Он открыл дверь без звука. Вошёл. Он уже приходил сюда с неделю назад, невидимый, бесшумный — готовился, проверял. В квартире были книги, беспорядок, запах сигарет, неработающая лампа в углу. Ожидаемо.
Он подошёл к кровати, где спал любовник его жены. Посмотрел на него. Почти молодой. Не глупый. Больной и жалкий. Как все они в конце. На подушке — пятно от слюны. Спит с открытым ртом, как ребёнок. Тяжело и хрипло дышит. Почти истаявший. Теперь в нем почти не осталось жизни — только болезнь и тоска, которая — словно яд.
Он присел рядом.
— Прости — сказал он тихо. — Но настоящая красота не может жить сама по себе. И не может быть для других. Её нужно кормить. Всегда. Иначе она гниёт и вянет. А ты уже не можешь. Ты уже начал умирать — медленно и больно. Ей от тебя плохо. Это не жизнь. Это тень жизни.
Он взял подушку. Аккуратно, без спешки, без ненависти. Он знал, как все сделать — делал это не раз. Не больно. Не долго. Почти нежно.
Пока душил, приговаривал
-Так будет лучше для всех. Хватит, все закончилось.
Потом, когда все закончилось, прошептал:
— Она тебя любила. По-настоящему. Как всегда. Как только она умеет. Но любовь — это не подарок. Это еда.
Потом аккуратно поправил одеяло. Посидел еще минуту и ушёл, все так же, беззвучно, незаметно
Когда он вернулся, она всё ещё спала. Но теперь ее сон был светел и беспечален. Щёки порозовели. Дыхание стало глубже. На лице — лёгкая улыбка. Морщины, уже превратившие ее в старуху, разгладились. Исчезли седые пряди. Она снова была красивой. Безупречно красивой. Как весной. Как тогда, давным-давно, когда он впервые встретил её. Запах сирени и влажной земли. Он помнил все, как будто это было вчера.
Он снял перчатки, сел в кресло. Посмотрел в окно. Ночь была чёрной и непроглядной, как темная вода. Где-то вдалеке залаяла собака, потом — завыла.
Она повернулась во сне и тихо что-то прошептала. Он не расслышал. Но понял.

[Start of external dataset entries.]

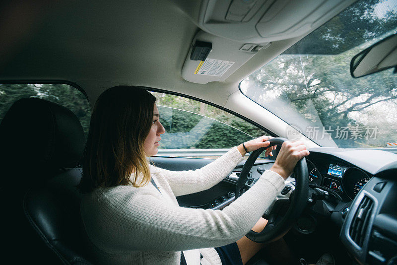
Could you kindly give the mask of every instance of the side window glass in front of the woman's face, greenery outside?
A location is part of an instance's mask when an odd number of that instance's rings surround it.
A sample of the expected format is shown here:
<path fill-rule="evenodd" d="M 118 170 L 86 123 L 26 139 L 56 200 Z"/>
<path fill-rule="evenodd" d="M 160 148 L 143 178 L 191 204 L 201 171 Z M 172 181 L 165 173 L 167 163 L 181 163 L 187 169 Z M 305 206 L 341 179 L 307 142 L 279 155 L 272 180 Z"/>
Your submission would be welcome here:
<path fill-rule="evenodd" d="M 252 124 L 196 100 L 151 92 L 166 133 L 160 156 L 216 158 L 244 141 L 264 134 Z"/>

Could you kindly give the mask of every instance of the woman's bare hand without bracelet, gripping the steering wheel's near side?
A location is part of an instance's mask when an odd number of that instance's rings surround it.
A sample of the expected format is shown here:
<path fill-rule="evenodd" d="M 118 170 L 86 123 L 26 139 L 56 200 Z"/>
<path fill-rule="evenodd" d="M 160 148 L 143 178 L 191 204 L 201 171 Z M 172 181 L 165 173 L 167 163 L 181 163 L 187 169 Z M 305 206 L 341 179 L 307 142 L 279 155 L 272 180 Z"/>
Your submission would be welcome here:
<path fill-rule="evenodd" d="M 278 173 L 283 179 L 287 179 L 296 163 L 304 156 L 309 155 L 306 146 L 301 141 L 285 141 L 281 145 L 276 161 L 270 168 L 271 171 Z"/>

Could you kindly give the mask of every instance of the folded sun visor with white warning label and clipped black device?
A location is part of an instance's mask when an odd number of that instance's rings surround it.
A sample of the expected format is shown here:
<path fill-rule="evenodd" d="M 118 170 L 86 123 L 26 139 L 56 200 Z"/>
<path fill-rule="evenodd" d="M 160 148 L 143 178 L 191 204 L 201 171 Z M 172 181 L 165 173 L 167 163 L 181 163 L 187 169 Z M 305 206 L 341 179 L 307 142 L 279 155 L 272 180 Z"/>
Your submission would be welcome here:
<path fill-rule="evenodd" d="M 270 43 L 241 43 L 199 31 L 182 68 L 182 77 L 192 83 L 224 81 Z"/>

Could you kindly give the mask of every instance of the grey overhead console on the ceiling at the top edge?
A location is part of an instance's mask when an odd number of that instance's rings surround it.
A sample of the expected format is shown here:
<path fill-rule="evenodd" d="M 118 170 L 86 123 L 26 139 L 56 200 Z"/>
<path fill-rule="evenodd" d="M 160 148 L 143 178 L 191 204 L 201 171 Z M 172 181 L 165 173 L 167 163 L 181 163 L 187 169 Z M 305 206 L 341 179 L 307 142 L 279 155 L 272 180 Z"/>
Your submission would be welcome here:
<path fill-rule="evenodd" d="M 217 36 L 265 43 L 304 36 L 355 0 L 204 0 L 199 26 Z"/>

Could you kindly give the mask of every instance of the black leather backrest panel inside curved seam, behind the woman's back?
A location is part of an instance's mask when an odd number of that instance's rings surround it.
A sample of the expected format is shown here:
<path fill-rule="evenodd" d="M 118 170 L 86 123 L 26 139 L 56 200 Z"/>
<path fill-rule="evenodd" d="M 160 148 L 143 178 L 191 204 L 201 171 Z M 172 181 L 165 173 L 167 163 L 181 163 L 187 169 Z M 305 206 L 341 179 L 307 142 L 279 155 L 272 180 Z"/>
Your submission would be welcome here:
<path fill-rule="evenodd" d="M 76 188 L 81 174 L 81 168 L 64 169 L 30 189 L 23 201 L 28 221 L 64 264 L 90 264 L 84 254 L 81 194 Z"/>

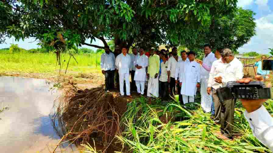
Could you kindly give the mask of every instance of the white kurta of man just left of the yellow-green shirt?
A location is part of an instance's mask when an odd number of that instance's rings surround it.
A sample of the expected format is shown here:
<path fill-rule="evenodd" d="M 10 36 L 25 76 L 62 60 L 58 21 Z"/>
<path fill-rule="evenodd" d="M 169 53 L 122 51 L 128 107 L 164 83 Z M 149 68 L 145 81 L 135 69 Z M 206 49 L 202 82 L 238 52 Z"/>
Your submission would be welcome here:
<path fill-rule="evenodd" d="M 134 77 L 135 81 L 146 81 L 146 67 L 148 66 L 148 60 L 149 58 L 145 54 L 136 57 L 134 65 L 142 66 L 142 68 L 136 69 Z"/>

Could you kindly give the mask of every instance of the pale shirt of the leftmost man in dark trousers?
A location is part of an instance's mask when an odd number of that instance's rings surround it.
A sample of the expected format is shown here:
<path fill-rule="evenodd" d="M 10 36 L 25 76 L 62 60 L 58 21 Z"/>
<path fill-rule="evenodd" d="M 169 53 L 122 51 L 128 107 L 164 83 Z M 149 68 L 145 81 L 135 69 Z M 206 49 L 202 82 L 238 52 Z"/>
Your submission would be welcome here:
<path fill-rule="evenodd" d="M 115 70 L 115 55 L 113 53 L 101 55 L 101 70 Z"/>

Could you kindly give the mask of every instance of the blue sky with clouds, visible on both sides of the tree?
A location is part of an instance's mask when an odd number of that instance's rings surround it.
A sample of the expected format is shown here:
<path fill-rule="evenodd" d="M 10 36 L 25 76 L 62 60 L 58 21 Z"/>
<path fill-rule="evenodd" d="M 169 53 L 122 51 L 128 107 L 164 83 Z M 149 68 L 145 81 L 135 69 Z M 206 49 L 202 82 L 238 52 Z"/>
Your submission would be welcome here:
<path fill-rule="evenodd" d="M 273 0 L 238 0 L 237 5 L 244 9 L 253 10 L 256 13 L 255 22 L 257 24 L 257 35 L 252 37 L 250 42 L 240 47 L 238 51 L 240 53 L 256 51 L 261 54 L 267 54 L 269 52 L 267 48 L 273 48 Z M 37 48 L 38 42 L 33 42 L 34 40 L 34 38 L 30 38 L 25 39 L 25 41 L 20 40 L 19 42 L 16 42 L 10 38 L 6 41 L 7 44 L 0 44 L 0 48 L 8 48 L 12 41 L 21 48 Z M 90 40 L 87 40 L 86 42 L 90 43 Z M 96 42 L 93 42 L 92 44 L 103 46 L 101 40 L 96 40 Z M 97 50 L 97 48 L 86 45 L 83 45 L 82 47 Z"/>

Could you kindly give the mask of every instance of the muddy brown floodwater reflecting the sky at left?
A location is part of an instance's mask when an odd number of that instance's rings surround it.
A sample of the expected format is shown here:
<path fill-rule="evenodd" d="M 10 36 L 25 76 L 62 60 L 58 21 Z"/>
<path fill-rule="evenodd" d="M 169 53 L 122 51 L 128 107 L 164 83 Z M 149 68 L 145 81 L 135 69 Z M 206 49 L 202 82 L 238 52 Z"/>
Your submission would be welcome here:
<path fill-rule="evenodd" d="M 0 109 L 9 108 L 0 113 L 0 152 L 53 151 L 60 137 L 52 126 L 50 114 L 54 113 L 54 100 L 60 93 L 51 91 L 52 86 L 43 79 L 0 77 Z M 63 152 L 78 151 L 73 146 Z"/>

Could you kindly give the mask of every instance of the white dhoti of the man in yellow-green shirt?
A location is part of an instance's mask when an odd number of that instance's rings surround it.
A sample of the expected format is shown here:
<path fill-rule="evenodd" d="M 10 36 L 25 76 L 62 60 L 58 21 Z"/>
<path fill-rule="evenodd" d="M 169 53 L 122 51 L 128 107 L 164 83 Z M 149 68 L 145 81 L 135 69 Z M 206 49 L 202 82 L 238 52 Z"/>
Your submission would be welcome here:
<path fill-rule="evenodd" d="M 148 81 L 148 88 L 147 88 L 147 97 L 158 97 L 159 96 L 159 82 L 158 77 L 154 78 L 150 77 Z"/>

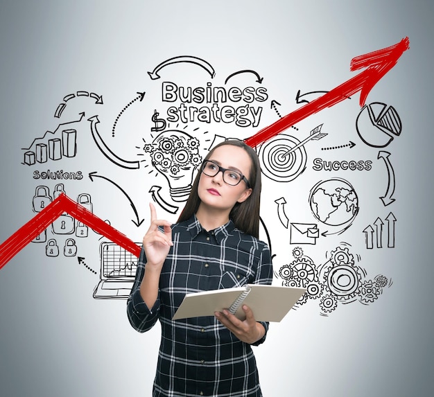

Он откинулся на спинку кресла. Закрыл глаза и громко сказал:
-Все для тебя, моя жизнь. Все для тебя.
Снова пошел снег.
5.
Ранняя весна. Городской пляж. Она стоит у кромки воды. В длинном тёмном пальто, волосы растрёпаны ветром. В руках — охапка цветов: нарциссы, гиацинты, мимоза, какая-то засохшая роза, неприкаянные васильки.
Осторожно, словно кормит кого-то невидимого, жадного она бросает их в волны — по одному.
— Тебе, моя любовь, самый хитрый, самый жестокий… — шепчет она, отпуская нарцисс.
— Тебе, самый нежный, мой милый из далекой страны… — роза.
— Тебе, мой полковник, золотые погоны, золотые глаза… — гиацинт.
— Тебе, ваша светлость… — мимоза.
— Тебе, ты был самым смешным, и я тебя помню… — василёк.
И еще, еще. У нее много цветов.
Имен она не произносит, имена не важны.
Она бросает последний цветок. Смотрит, как вода его уносит.
Потом отворачивается. И уходит. лёгкой походкой. Не оставляя следов на мокром песке.